Hoe financieren ngo’s hun werking?

Ngo’s zijn de motor van internationale solidariteit. Hiervoor doen ze beroep op een verscheidenheid aan middelen. Allereerst hebben ze een aanzienlijke eigen inbreng. Deze eigen inbreng wordt voornamelijk gegenereerd door fundraisingcampagnes. Pas wanneer een ngo over voldoende eigen middelen beschikt, maakt de organisatie aanspraak op overheidssubsidies. Wettelijk gezien moeten ngo’s minstens 20% van hun budget via eigen middelen voorzien. In realiteit zitten behoorlijk wat ngo’s ruim boven deze wettelijke drempel. Om hun missie te realiseren, worden de eigen middelen aangevuld met overheidssubsidies.

Wanneer maakt een organisatie aanspraak op overheidsmiddelen?

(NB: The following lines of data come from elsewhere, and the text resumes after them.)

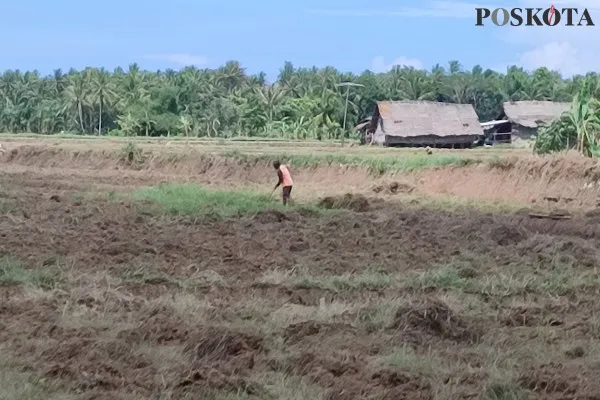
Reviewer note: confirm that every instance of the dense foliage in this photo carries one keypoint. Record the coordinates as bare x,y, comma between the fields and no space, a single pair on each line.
226,102
578,128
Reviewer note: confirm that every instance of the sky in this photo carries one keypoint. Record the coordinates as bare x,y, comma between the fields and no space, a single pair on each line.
351,35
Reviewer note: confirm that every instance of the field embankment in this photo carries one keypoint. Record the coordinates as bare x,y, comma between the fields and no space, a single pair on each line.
494,176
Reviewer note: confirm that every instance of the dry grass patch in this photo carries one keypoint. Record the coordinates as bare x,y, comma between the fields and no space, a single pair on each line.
369,279
14,273
16,384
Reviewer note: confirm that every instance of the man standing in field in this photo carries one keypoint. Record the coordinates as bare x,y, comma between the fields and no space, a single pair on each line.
285,179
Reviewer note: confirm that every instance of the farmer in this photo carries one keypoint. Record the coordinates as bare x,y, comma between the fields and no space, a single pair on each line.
285,179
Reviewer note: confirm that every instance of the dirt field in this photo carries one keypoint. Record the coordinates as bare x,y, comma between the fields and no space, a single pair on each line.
402,286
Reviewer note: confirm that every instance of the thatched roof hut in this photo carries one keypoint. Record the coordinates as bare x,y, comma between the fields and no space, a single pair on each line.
424,123
525,117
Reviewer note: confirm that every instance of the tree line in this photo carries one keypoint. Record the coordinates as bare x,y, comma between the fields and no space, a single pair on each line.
303,103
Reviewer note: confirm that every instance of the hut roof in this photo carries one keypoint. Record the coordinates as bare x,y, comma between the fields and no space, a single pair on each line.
421,118
531,114
363,123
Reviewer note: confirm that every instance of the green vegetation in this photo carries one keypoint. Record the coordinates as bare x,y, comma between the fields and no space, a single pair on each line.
12,272
375,164
578,128
195,200
303,103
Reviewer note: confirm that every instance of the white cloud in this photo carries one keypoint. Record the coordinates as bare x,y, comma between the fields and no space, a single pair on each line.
379,64
181,59
568,50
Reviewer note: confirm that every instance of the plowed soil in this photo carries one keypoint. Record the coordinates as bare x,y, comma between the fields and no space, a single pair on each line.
380,300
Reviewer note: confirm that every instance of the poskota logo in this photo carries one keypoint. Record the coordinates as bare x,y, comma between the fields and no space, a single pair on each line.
551,16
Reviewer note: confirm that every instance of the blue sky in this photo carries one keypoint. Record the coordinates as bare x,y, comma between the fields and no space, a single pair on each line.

Voordat een ngo aanspraak kan maken op subsidies, doorloopt ze een strenge screeningsprocedure. Dit garandeert dat alleen organisaties met een solide werking toegang krijgen tot overheidssteun. Elke erkende ngo dient bovendien om de vijf jaar een programma in bij de Directie-Generaal Ontwikkelingssamenwerking (DGD). Dit programma bevat concrete doelstellingen en een gedetailleerd budget.

Autonomie en flexibiliteit als motor voor effectiviteit

De middelen die ngo’s in België verwerven, zowel via hun eigen fondsenwerving als via overheidssteun, worden op hun beurt toegewezen aan actoren in de partnerlanden. De autonomie en flexibiliteit die ngo’s kenmerken, stellen hen in staat om de specifieke noden en behoeften te identificeren die door hun partners naar voren worden geschoven. Het zijn net die flexibiliteit en autonomie die ngo’s in staat stellen om een rol op te nemen die de overheid zelf niet altijd kan opnemen.

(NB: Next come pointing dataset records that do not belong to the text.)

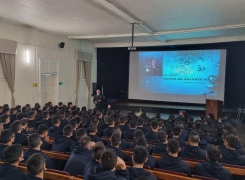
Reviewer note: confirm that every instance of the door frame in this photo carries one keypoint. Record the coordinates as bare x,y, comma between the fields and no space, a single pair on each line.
54,73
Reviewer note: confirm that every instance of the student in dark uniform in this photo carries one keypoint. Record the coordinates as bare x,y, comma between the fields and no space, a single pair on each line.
171,161
211,168
13,155
36,165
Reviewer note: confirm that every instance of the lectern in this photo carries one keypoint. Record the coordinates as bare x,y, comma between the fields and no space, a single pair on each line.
215,107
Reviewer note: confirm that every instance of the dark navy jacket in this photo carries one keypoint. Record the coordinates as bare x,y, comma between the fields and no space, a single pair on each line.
193,152
173,164
11,172
54,131
95,138
151,137
45,145
2,147
128,134
98,173
62,144
160,148
49,161
134,173
212,170
232,157
78,160
20,139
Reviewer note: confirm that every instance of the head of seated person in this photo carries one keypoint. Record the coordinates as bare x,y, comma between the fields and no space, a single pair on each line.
115,140
154,126
173,147
7,137
162,137
194,138
36,165
176,131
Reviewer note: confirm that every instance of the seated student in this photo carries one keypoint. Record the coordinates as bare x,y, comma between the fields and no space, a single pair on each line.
202,143
36,166
229,154
111,123
93,129
115,143
35,143
152,135
42,130
139,158
161,148
5,120
107,170
19,137
129,134
74,123
183,135
31,119
176,132
211,168
80,157
80,133
124,144
151,162
12,116
63,121
63,142
46,119
122,123
97,150
209,139
7,138
141,123
54,130
13,155
193,151
171,161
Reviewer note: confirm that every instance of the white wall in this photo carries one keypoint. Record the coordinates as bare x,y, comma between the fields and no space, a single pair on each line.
44,45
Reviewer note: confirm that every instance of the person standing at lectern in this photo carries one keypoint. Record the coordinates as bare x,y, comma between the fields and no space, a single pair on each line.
98,99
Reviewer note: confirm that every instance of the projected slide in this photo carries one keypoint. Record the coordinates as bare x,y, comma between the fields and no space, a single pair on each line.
166,75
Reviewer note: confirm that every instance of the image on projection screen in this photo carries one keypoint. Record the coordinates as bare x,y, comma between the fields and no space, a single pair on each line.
177,76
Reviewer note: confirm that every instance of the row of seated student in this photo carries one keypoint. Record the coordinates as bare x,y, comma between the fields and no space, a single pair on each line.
13,155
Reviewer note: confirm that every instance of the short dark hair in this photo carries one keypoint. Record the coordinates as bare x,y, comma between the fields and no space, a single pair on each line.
213,153
42,128
3,118
98,149
133,124
140,154
67,130
231,140
35,164
34,140
154,124
56,119
141,141
176,130
84,141
108,159
115,139
194,137
12,153
138,133
93,128
16,126
6,135
81,132
162,136
173,145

De autonomie en flexibiliteit die ngo’s kenmerken, stellen hen in staat om de specifieke noden en behoeften te identificeren die door hun partners naar voren worden geschoven.

Dankzij deze intrinsieke sterktes en het unieke karakter van ngo’s behouden ze voldoende ruimte om hun aanpak af te stemmen op lokale contexten, ook binnen de geografische en thematische prioriteiten van de Belgische overheid. Dit principe van lokalisatie versterkt niet alleen de autonomie en effectiviteit van de ngo’s, maar ook hun vermogen om op een duurzame manier in te spelen op complexe en uiteenlopende uitdagingen. Door nauw samen te werken met lokale partners ondersteunen ngo’s oplossingen die lokaal verankerd zijn en echte impact hebben.

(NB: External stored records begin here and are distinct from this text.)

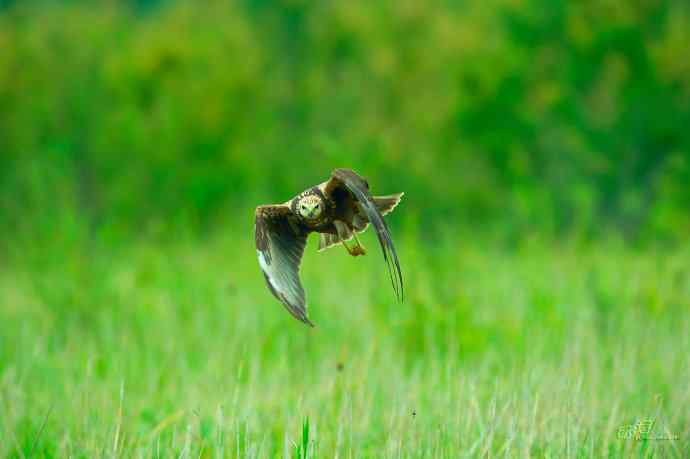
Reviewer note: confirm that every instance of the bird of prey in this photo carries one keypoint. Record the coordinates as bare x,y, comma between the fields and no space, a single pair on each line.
338,209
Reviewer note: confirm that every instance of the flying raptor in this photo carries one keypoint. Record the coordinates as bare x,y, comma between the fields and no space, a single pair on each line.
338,209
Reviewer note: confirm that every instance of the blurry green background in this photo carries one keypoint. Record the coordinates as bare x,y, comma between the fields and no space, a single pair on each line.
544,148
506,117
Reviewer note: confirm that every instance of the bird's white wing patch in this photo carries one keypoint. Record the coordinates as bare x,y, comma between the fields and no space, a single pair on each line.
279,250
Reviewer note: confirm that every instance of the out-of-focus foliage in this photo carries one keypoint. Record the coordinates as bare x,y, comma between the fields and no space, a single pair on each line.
517,115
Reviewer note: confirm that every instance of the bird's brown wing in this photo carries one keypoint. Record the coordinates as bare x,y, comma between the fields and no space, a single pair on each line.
346,180
280,245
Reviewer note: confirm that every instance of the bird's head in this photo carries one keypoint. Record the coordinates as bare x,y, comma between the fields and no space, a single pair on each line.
310,207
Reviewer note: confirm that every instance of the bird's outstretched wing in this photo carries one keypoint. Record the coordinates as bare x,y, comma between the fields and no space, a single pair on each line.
349,181
280,245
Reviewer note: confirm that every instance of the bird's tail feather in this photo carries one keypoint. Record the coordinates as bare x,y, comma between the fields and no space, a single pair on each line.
385,204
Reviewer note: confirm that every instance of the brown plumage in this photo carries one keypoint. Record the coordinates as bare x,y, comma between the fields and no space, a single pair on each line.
338,209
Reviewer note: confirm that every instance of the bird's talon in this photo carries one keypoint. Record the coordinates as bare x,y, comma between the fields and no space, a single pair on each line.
358,250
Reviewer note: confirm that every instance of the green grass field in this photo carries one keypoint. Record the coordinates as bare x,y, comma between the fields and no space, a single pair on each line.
179,351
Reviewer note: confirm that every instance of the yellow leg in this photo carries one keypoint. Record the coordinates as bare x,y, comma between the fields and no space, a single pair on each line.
354,251
360,248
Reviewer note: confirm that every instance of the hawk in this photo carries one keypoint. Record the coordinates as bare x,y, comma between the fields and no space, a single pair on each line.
338,209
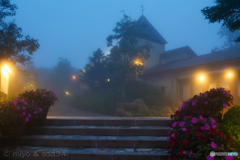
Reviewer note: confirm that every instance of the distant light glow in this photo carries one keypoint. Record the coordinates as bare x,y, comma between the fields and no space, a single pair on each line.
201,78
6,67
138,63
5,79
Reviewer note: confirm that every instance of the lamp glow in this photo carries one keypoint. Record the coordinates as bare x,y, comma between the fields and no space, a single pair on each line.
201,78
6,67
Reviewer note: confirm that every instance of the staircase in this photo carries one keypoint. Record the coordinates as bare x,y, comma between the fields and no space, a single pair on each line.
100,138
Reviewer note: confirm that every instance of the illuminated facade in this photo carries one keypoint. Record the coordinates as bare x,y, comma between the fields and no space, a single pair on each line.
181,73
182,79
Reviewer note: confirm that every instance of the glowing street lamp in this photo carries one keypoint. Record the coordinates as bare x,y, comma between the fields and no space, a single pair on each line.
201,78
5,79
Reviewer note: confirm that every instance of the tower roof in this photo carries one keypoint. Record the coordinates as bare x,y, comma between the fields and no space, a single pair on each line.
144,27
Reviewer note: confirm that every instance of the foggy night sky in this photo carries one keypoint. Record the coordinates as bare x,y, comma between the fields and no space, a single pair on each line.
73,29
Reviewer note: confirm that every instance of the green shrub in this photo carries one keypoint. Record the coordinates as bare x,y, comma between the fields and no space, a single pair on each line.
39,102
231,124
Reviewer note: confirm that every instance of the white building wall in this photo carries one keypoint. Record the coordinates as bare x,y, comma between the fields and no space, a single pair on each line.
155,52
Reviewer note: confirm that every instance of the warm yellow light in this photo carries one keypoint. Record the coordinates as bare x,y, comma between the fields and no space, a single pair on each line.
138,63
201,78
6,67
4,80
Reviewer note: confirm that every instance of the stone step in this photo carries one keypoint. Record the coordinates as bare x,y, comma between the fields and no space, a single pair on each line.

Wat is de impact van ngo’s voor ontwikkelingssamenwerking en hoe wordt die impact in kaart gebracht? Dit kan je terugvinden op de tegel ‘Impact en Resultaten’.

Financiële transparantie, de sleutel voor maatschappelijk draagvlak

Ngo’s dienen jaarlijks verantwoording af te leggen aan DGD om aan te tonen hoe de overheidsmiddelen werden ingezet. Dit gebeurt via een vastgelegd format. Bovendien is elke ngo verplicht om de jaarrekeningen publiek toegankelijk te publiceren en de International Aid Transparency Initiative (IATI) tool, een wereldwijd transparantie-initiatief, in te vullen. De jaarrekeningen worden gecontroleerd en ondertekend door zowel de bestuurders als een auditor van het Instituut der Bedrijfsrevisoren.

NGO-openboek

Naast deze wettelijke verplichtingen, nemen we als sector initiatieven om van (financiële) transparantie een organisch proces te maken. Samen met onze Franstalige zusterfederatie (ACODEV) richtte we de transparantietool NGO-openboek op. Deze tool stimuleert transparantie binnen de sector en moet een breder maatschappelijk en politiek draagvlak creëren. Op die manier krijgen geïnteresseerden onder andere een inzicht in hoe de middelen worden besteed, het personeelsbestand van de organisatie en landen waar een ngo actief is. Zo gaat driekwart van de ter beschikking gestelde overheidsmiddelen rechtstreeks naar ontwikkelingssamenwerking. Dit onderstreept de efficiëntie waarmee ngo’s opereren.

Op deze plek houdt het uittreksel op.